Background technology
Due to global warming, world population is continuously increased, and industrial pollution aggravates, and the development of Irrigation farming, chemical fertilizer makes
By the factor such as improper, the soil salinization is on the rise, and this not only makes soil desertification, ecological environment deteriorate further, and
Have become as obstruction crop growth and the principal element of high yield and high quality.China's soil salinization is day by day serious at present,
Badly influencing the production of crops, cause declining in agricultural production, this Tough questions is urgently to be resolved hurrily.Prior art solves to ask
The main path of topic or the method for tradition improvement salinized soil, such as fresh water washing, Rational Irrigation and use CaCO3Deng.But, pass
System measure investment is big, benefit is low, and along with the secondary salinization adding membership aggravation soil of a large amount of chemical substances, this forces people
Be considered as other measure and carry out modified utilization salt-affected soil.Along with the development of biotechnology, cultivate anti-salting, drought-resistant fitting
On salt-affected soil, preferably grow and have the plant lines of higher economy and the ecological value, be develop salt-affected soil one
Economic and effective approach.So the research of resistant gene of salt to be become current study hotspot.

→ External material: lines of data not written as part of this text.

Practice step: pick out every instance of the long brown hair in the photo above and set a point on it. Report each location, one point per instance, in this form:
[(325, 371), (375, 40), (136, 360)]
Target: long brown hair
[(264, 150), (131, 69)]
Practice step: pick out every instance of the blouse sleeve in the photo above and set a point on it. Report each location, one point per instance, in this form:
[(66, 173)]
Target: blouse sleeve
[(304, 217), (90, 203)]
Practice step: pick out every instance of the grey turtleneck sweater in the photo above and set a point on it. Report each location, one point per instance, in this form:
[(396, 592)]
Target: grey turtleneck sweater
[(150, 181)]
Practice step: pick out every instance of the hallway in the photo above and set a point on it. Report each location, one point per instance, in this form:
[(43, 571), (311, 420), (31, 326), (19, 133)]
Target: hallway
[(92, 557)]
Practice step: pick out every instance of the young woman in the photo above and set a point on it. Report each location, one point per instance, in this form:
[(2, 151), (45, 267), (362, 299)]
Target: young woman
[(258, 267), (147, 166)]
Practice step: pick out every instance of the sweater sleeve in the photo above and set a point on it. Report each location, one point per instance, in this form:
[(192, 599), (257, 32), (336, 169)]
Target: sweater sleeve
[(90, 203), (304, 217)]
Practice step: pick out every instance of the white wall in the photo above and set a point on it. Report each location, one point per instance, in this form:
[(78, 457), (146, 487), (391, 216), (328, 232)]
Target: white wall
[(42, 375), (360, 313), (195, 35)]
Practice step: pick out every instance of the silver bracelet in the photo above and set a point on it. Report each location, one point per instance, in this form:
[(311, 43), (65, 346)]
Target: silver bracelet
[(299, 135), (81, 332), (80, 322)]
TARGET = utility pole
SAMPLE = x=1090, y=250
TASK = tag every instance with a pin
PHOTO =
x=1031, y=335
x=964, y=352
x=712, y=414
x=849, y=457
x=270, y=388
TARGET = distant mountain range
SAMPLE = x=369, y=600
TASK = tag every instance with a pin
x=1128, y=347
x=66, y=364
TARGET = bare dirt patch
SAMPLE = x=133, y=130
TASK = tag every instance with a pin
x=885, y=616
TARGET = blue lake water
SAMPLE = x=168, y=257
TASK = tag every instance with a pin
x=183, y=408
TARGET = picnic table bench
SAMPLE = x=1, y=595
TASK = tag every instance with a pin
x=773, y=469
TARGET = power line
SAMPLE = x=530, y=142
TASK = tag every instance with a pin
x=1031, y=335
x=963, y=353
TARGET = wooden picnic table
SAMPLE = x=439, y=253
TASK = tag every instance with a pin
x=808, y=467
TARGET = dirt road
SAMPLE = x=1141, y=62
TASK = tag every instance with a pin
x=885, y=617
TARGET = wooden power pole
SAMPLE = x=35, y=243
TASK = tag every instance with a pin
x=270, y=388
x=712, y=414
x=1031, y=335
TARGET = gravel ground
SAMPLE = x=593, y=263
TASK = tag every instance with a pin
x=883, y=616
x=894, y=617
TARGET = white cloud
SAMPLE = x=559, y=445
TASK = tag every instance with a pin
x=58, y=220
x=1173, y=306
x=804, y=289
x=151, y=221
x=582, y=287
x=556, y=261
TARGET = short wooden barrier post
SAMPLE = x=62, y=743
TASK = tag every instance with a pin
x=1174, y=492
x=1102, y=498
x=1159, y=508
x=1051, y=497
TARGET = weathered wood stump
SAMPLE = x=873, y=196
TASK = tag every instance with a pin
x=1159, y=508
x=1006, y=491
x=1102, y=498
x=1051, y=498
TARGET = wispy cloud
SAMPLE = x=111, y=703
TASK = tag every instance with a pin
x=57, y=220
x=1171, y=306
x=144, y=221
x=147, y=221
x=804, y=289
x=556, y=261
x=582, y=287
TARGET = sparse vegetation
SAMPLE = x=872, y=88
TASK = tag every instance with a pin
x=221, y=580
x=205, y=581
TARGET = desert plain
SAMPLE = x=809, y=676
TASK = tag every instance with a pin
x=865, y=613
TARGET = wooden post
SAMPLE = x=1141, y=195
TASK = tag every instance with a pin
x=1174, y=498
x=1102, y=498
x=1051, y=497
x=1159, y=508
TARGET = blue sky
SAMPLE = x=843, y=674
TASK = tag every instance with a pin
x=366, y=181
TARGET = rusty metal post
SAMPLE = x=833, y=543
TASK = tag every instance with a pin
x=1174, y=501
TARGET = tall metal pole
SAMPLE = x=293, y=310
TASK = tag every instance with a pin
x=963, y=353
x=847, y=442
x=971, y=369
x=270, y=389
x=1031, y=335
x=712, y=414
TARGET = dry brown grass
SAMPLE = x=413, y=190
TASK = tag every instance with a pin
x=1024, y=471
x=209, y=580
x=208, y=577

Strengthen plant salt endurance or improve the subject matter that the salinization of soil has become present stage and faced, and E. elongata
(Elytrigia elongata) is the sibling species of Semen Tritici aestivi, originates in W. Asia and Asia Minor, and habitat is beach and salt
Alkali grassy marshland, has extremely strong salt tolerance, it has also become improvement Semen Tritici aestivi indispensable wild gene storehouse.Research finds, high affine K+
Transport protein HKT (High Affinity K+Transporter) by limiting root Na+Absorption, to remain internal, especially
It is the Na that overground part is low+Concentration and high K+/Na+Ratio, is the key of Salt Tolerance of Higher Plant.Inventor is from E. elongata
Strong Salinity tolerance germplasm material screens SSR molecular marker specific site Xgwm044 closely linked with resistant gene of salt, through order-checking card
This site nucleotide sequence bright and one grained wheat TmHKT7-A2 (TmHKT1;4) genetic homology reaches 93%.
Summary of the invention
It is an object of the invention to provide a kind of high affine K+E. elongata HKT class transport protein EeHKT1;4 and compile
Code gene.
Offer E. elongata HKT class transport protein EeHKT1 is provided;4 and encoding gene
Preparing transgenic plant and the application improved in crops salt resistance ability.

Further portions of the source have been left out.